BRADENTON -- Manatee County School Board members face a Herculean task: deciding which of the suggested actions to take to help balance enrollment in the growing school district.
And they want to be sure they have plenty of time to think about their options, especially given that just the ideas brought by consultants have raised passions among parents.
"I need more time to go over this and digest this than an hour or an hour-and- a-half," board chairwoman Karen Carpenter said.
After a nearly four month process, Ohio-based company DeJong-Richter gave the school board a variety of options to help balance enrollment across the district. The company used district data, a group of community members called a "steering committee," and a variety of responses to generate the recommendations that the board discussed for the first time during a special workshop Tuesday.
"There is no perfect plan," said Scott Leopold, the district's liaison with DeJong-Richter. "The recommendations that we're bringing to you today aren't going to make everybody happy. There are difficult decisions ahead."
The board took no action Tuesday.
"One of the standards I'm going to use for my own deliberation is what is in the best interest of the children. All of them. All 48,000," Carpenter said. "I know some people are a little unnerved by change and I understand that, but we have to focus on what is going to help our children. All of them."
Board members peppered Leopold with questions, mostly about finances and what costs the company factored in when looking at what renovation work may be needed at schools. A new high school can cost between $80 million and $100 million, a new middle school can cost between $28 million and $32 million and a new elementary school can cost between $20 million and $23 million.
"The popular stuff is all fairly expensive," school board member Bob Gause said. "The reality is we don't have the money to exercise those options."
Build a new high school in the north/east location that can hold 1,800 students; and redistrict students at Palmetto, Lakewood Ranch and Braden River high schools.
Explore dual enrollment, a morning school and an afternoon school, or an extended day, if money is not available to build a new high school.
Re-purpose Harllee Middle School into an exceptional student education center and redistrict the students from that school into the district's other middle schools. That has no cost, but doesn't fully solve the problem at the middle school level. At the same time, build a new middle school to relieve Haile and Nolan middle schools.
Convert Johnson Middle School to a K-8 International Baccalaureate school, and close Wakeland Elementary School.

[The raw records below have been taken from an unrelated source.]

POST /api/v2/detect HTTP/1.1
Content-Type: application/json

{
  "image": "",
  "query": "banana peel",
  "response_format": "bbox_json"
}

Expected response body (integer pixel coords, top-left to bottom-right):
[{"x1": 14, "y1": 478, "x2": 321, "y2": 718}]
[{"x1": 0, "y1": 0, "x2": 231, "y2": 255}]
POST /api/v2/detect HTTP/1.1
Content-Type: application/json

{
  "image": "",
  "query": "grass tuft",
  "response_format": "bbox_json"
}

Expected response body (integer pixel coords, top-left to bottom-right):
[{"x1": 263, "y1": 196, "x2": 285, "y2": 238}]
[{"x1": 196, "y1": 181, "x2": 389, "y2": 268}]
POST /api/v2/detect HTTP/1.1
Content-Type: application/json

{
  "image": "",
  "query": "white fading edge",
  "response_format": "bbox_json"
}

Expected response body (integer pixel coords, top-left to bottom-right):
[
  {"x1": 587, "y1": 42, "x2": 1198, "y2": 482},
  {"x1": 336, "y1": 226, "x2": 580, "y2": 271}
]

At the same time, build a new middle school to relieve Haile and Nolan middle schools.
Build a new elementary school in the north to relieve Mills Elementary School, close Tillman Elementary School and redistrict among Palmetto, Palm View and Blackburn elementary schools at a cost of about $30 million.
Redistrict Mills students to Blackburn and/or Tillman at little to no cost.
Close Tillman Elementary and redistrict among remaining schools to balance enrollment.
Maintain existing facilities for east elementary schools, which include Bashaw, Braden River, Freedom, Gullett, NcNeal, Myakka City, Tara, Willis and Witt.
Place attractive programs in under-utilized elementary schools elsewhere in the county in an attempt to pull students out of east elementary schools.
Add additional pre-kindergarten programs to help under-utilized elementary schools in the west, which include Anna Maria, Bayshore, Miller, Moody, Palma Sola, Prine, Sea Breeze and Stewart.
Close Orange Ridge-Bullock Elementary School, renovate Oneco Elementary School, and create a zone for children to go to Rogers Garden Elementary School, in addition to keeping the choice program.
Close Orange Ridge and Oneco, build a new elementary school at a new location. A new school would cost about $30 million, and the district would also need to purchase land.
The steering committee identified creating a new high school as the highest priority, alleviating Mills Elementary as a second priority and then dealing with the central elementary school issue -- Orange Ridge, Oneco, Wakeland and Rogers Garden -- as the third priority.
"That's kind of where the steering committee left it," Leopold said.
Superintendent Diana Greene will now take the board's feedback and the board will have a Feb. 9 workshop. Between now and Feb. 9, Greene said the district staff will be able to meet with some of the schools that may be affected.
Other board members voiced some support for some of the recommendations but also encouraged more creative options.
Gause said the board may want to consider putting strong leadership in some of the underutilized schools to attract families.
"I have seen it. I have seen it be very successful," Gause said.
In February, Greene hopes the board will be able to develop some priorities so the staff can come back to the board for formal actions.